While living further out from the city, I did try to be sustainable - I would drive my car to a commuter lot to travel via carpool (the slug line, if anyone is familiar with it), or drive to the Metro (Washington, DC’s subway system). If I could, I would make sure to time all my shopping and socializing in the same area, so that once I parked I limited my driving time. And as much as I could control it I shopped local, and attempted to eat local.

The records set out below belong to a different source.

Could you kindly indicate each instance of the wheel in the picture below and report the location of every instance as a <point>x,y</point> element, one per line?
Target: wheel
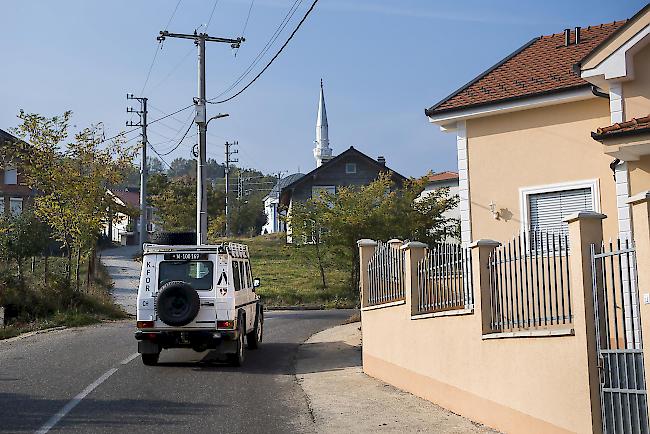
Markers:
<point>254,338</point>
<point>177,303</point>
<point>174,238</point>
<point>237,359</point>
<point>150,359</point>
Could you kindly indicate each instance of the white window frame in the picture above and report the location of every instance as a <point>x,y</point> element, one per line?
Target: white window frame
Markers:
<point>15,175</point>
<point>16,200</point>
<point>526,192</point>
<point>348,172</point>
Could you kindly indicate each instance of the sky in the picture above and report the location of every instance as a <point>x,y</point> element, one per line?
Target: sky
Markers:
<point>382,63</point>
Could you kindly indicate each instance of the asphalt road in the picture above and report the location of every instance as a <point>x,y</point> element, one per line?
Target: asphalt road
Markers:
<point>41,375</point>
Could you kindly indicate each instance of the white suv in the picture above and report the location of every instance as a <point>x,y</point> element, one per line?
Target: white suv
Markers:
<point>200,297</point>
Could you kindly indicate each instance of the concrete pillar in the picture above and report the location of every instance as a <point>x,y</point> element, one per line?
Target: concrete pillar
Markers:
<point>481,250</point>
<point>414,252</point>
<point>585,229</point>
<point>641,219</point>
<point>366,250</point>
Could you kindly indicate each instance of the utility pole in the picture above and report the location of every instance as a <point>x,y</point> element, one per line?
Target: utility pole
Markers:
<point>202,124</point>
<point>228,154</point>
<point>142,113</point>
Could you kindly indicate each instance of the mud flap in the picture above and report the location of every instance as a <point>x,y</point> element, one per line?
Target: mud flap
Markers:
<point>146,347</point>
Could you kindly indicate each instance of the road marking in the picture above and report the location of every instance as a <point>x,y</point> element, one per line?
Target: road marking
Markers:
<point>74,402</point>
<point>130,358</point>
<point>77,399</point>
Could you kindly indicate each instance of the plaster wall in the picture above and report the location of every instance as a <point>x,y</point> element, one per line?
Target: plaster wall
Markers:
<point>636,92</point>
<point>536,147</point>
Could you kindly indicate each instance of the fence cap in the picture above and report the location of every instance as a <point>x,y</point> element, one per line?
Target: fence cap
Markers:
<point>366,243</point>
<point>584,215</point>
<point>639,198</point>
<point>484,243</point>
<point>414,245</point>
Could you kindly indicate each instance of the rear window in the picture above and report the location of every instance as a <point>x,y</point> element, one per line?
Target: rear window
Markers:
<point>196,273</point>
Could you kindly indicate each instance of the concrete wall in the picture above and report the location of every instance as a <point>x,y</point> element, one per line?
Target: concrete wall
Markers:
<point>512,382</point>
<point>530,148</point>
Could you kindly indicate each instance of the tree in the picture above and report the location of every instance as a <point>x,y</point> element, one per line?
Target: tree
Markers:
<point>22,236</point>
<point>72,180</point>
<point>377,211</point>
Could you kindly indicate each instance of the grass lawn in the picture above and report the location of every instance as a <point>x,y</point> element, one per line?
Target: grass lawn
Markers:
<point>38,306</point>
<point>290,278</point>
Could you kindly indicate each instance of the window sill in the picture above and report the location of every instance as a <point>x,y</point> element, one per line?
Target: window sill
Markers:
<point>456,312</point>
<point>530,334</point>
<point>381,306</point>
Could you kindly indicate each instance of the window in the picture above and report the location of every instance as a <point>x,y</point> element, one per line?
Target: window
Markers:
<point>197,273</point>
<point>317,190</point>
<point>236,277</point>
<point>16,205</point>
<point>547,207</point>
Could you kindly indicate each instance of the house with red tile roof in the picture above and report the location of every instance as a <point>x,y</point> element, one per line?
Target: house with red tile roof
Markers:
<point>542,133</point>
<point>536,323</point>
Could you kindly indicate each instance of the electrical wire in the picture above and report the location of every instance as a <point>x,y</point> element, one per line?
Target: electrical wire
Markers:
<point>245,25</point>
<point>304,18</point>
<point>266,48</point>
<point>159,156</point>
<point>211,14</point>
<point>180,141</point>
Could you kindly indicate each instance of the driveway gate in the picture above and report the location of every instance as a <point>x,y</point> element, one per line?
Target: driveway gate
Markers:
<point>623,395</point>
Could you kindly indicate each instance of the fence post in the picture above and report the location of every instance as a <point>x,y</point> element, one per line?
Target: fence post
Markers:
<point>640,204</point>
<point>414,252</point>
<point>366,250</point>
<point>585,229</point>
<point>481,250</point>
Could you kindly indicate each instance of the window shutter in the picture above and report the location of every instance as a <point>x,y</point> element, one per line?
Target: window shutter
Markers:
<point>547,210</point>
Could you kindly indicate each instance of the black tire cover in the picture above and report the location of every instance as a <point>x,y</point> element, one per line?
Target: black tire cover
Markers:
<point>177,303</point>
<point>174,238</point>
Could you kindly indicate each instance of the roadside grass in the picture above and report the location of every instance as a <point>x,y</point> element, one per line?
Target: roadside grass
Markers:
<point>290,278</point>
<point>34,305</point>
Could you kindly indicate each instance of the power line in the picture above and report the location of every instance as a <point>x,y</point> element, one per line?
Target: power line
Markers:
<point>245,23</point>
<point>311,8</point>
<point>181,140</point>
<point>266,47</point>
<point>156,152</point>
<point>211,14</point>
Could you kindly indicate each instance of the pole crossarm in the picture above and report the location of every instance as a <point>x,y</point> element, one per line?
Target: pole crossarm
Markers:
<point>235,43</point>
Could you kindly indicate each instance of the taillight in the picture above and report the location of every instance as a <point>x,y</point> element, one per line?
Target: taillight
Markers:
<point>144,324</point>
<point>226,324</point>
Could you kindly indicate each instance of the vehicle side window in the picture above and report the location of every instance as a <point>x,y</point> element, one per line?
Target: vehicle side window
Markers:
<point>236,277</point>
<point>249,279</point>
<point>242,270</point>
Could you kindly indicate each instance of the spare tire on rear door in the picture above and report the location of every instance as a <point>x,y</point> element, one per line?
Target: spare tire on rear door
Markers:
<point>177,303</point>
<point>174,238</point>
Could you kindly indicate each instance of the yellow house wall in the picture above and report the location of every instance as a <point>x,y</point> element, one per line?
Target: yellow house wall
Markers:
<point>515,385</point>
<point>636,92</point>
<point>536,147</point>
<point>639,175</point>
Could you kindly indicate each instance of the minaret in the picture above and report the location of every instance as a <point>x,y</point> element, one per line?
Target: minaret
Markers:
<point>322,151</point>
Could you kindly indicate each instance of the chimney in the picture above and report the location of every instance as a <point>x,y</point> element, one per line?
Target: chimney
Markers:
<point>567,37</point>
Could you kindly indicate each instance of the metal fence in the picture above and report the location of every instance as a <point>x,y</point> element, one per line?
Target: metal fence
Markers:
<point>529,282</point>
<point>386,274</point>
<point>623,391</point>
<point>445,279</point>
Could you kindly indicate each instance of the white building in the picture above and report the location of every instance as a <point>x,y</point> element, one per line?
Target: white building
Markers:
<point>274,222</point>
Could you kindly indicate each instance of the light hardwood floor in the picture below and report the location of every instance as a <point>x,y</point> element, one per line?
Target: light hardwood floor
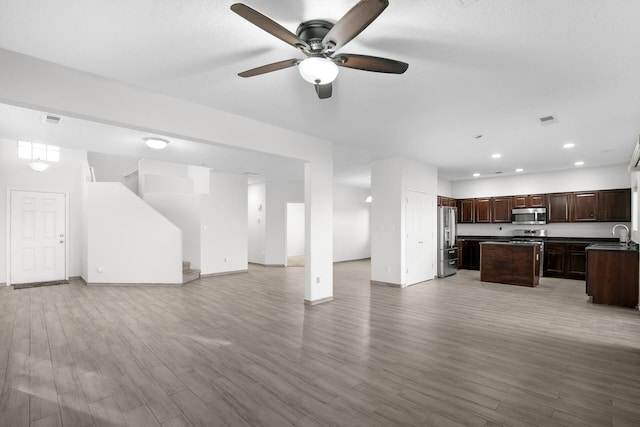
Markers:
<point>244,350</point>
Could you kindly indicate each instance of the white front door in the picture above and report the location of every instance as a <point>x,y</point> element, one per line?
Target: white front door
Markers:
<point>419,237</point>
<point>38,239</point>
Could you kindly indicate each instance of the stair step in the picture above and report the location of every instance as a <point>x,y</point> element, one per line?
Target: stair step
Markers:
<point>190,275</point>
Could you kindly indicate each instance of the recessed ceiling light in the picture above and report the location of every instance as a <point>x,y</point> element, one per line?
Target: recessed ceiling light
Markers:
<point>156,143</point>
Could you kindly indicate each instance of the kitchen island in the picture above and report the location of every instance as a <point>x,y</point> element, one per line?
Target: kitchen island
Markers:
<point>510,263</point>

But this - this is different. For five days of the week everything I need is steps away from my new home. I take public transportation 95% of the time, exercise, and get my hair cut without having to get into my car. There are restaurants galore - including my favorite socially-conscious coffee shop - and a few (semi-affordable) independent retail stores owned and operated by small business owners. Not to mention a branch of the public library system. Moving from a 17 to a 92 has made my life, in some ways, less complicated.
Last week I reflected a little on the materiality (or immateriality, rather) of historic preservation. In the post, I cited four elements that connect the physicality of preservation to the more ephemeral, meaningful pieces of what we do: Place-History-Memories-Character.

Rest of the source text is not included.